À mi-chemin entre la danse et l’acrobatie aérienne, les participantes au Championnat régional de pole fitness ont offert un spectacle de haute voltige samedi soir à Moncton.

Des participantes venues du Québec et des quatre provinces de l’Atlantique ont pris part à la compétition sur la scène du Théâtre l’Escaouette.

Le pole fitness consiste à réaliser des mouvements acrobatiques autour d’une barre métallique verticale, combinés à des éléments de danse au sol. Les plus expérimentées se hissent jusqu’à quatre mètres au-dessus du sol et osent des poses assez vertigineuses.

«C’est à la fois un sport et un art, qui permet aux athlètes de s’exprimer à leur façon», résume Justine Rickard, organisatrice et copropriétaire de The Studio – Aerial arts & fitness. Dans la catégorie du cerceau aérien, les compétitrices doivent enchaîner les figures en s’accrochant à un anneau suspendu au-dessus de la scène.

Tantôt dramatique, tantôt burlesque, tantôt sensuel, tantôt gracieux, chaque compétitrice a présenté un numéro très personnel.

Laurie Guerrette Arsenault, de Moncton, a imaginé une chorégraphie inspirée des rêves d’enfants. Une prestation virevoltante et surprenante de légèreté.

«À la fin du numéro, tu es épuisée, confie-t-elle. Tu as les muscles qui tremblent, tu te pousses jusqu’à la dernière seconde! Ça prend des mois pour en arriver là, il faut en passer par beaucoup de bleus et de blessures, ça ne se fait pas du jour au lendemain.»

Face à elle, quatre juges évaluaient la performance. Les concurrentes sont notées aussi bien sur l’exécution des figures, que sur la présentation, la chorégraphie ou la capacité à suivre le rythme de la musique. Les gagnants de chaque catégorie auront la chance de faire leurs preuves lors de la compétition nationale qui aura lieu les 1er et 2 juin à Toronto.

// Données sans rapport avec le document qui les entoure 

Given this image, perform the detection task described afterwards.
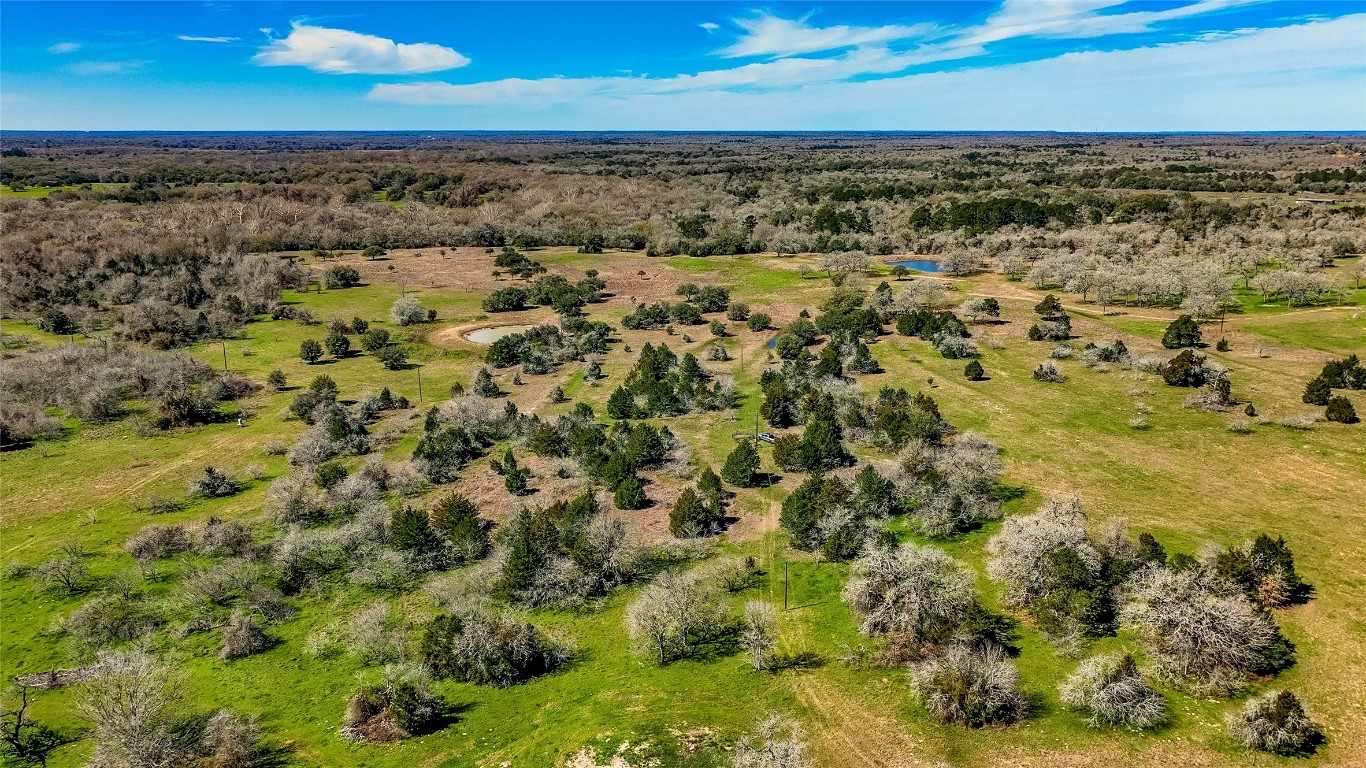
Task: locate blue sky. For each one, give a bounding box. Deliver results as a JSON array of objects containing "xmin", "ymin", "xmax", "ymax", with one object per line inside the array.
[{"xmin": 0, "ymin": 0, "xmax": 1366, "ymax": 131}]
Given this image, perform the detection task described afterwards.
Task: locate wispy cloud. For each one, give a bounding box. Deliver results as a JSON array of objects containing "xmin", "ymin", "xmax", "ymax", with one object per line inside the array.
[
  {"xmin": 175, "ymin": 34, "xmax": 242, "ymax": 42},
  {"xmin": 962, "ymin": 0, "xmax": 1266, "ymax": 44},
  {"xmin": 253, "ymin": 22, "xmax": 470, "ymax": 75},
  {"xmin": 717, "ymin": 12, "xmax": 937, "ymax": 59},
  {"xmin": 67, "ymin": 59, "xmax": 152, "ymax": 77},
  {"xmin": 370, "ymin": 14, "xmax": 1366, "ymax": 130}
]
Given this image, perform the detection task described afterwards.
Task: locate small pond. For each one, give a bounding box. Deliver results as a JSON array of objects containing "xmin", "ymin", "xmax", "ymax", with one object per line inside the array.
[
  {"xmin": 464, "ymin": 325, "xmax": 533, "ymax": 344},
  {"xmin": 887, "ymin": 258, "xmax": 944, "ymax": 272}
]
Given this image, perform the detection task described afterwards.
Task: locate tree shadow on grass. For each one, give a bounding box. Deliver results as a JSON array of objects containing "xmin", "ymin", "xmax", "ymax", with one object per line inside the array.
[{"xmin": 769, "ymin": 650, "xmax": 829, "ymax": 672}]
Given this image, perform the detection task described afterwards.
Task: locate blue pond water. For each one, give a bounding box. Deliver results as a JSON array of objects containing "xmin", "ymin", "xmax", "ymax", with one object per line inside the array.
[{"xmin": 888, "ymin": 258, "xmax": 944, "ymax": 272}]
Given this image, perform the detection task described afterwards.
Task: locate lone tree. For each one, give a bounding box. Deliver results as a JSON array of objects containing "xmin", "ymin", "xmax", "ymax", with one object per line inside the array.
[
  {"xmin": 0, "ymin": 685, "xmax": 72, "ymax": 765},
  {"xmin": 1227, "ymin": 690, "xmax": 1324, "ymax": 754},
  {"xmin": 1162, "ymin": 314, "xmax": 1199, "ymax": 350},
  {"xmin": 1300, "ymin": 376, "xmax": 1333, "ymax": 406},
  {"xmin": 669, "ymin": 488, "xmax": 721, "ymax": 538},
  {"xmin": 299, "ymin": 339, "xmax": 322, "ymax": 365},
  {"xmin": 1034, "ymin": 294, "xmax": 1063, "ymax": 317},
  {"xmin": 430, "ymin": 493, "xmax": 489, "ymax": 563},
  {"xmin": 612, "ymin": 474, "xmax": 647, "ymax": 510},
  {"xmin": 1324, "ymin": 395, "xmax": 1356, "ymax": 424},
  {"xmin": 721, "ymin": 440, "xmax": 759, "ymax": 488}
]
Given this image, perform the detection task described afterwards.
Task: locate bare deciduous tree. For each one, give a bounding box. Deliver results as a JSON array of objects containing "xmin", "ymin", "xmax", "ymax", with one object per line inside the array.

La discipline reste encore méconnue, et souvent associée au monde de la nuit et aux bars de danseuses, confirme Laurie Guerrette Arsenault. «C’est certain qu’il y a beaucoup de préjugés, quand je dis que je fais de la pole, j’ai droit à des rires et des sous-entendus. En réalité, c’est bien plus diversifié que ça.»

Défi physique et créativité

Après des années à pratiquer la danse, Jacinthe Gosselin s’est convertie au pole fitness avec le désir de repousser ses limites.

Exigeante, la discipline fait travailler absolument tous les muscles et sculpte le corps. Mélange de force, d’endurance, de grâce, d’équilibre et de souplesse… elle fait appel à toute une palette de qualités athlétiques.

«J’avais vu une professionnelle des arts aériens et je n’arrivais pas à croire qu’elle puisse faire tout ça, puis je me suis dit qu’elle avait dû commencer quelque part. Avec de la pratique, tu peux réussir à faire des choses extraordinaires que tu ne pensais jamais pouvoir réaliser.»

Parmi le jury se trouve Cait Anthony, qui compte 15 années d’expérience. Les arts aériens empruntent beaucoup aux arts du cirque et à la danse et laissent une grande place à la créativité, explique-t-elle. «Avant je faisais de la gymnastique mais j’ai arrêté car je trouvais ça trop limitant, la pole me permet d’exprimer plus de liberté artistique.»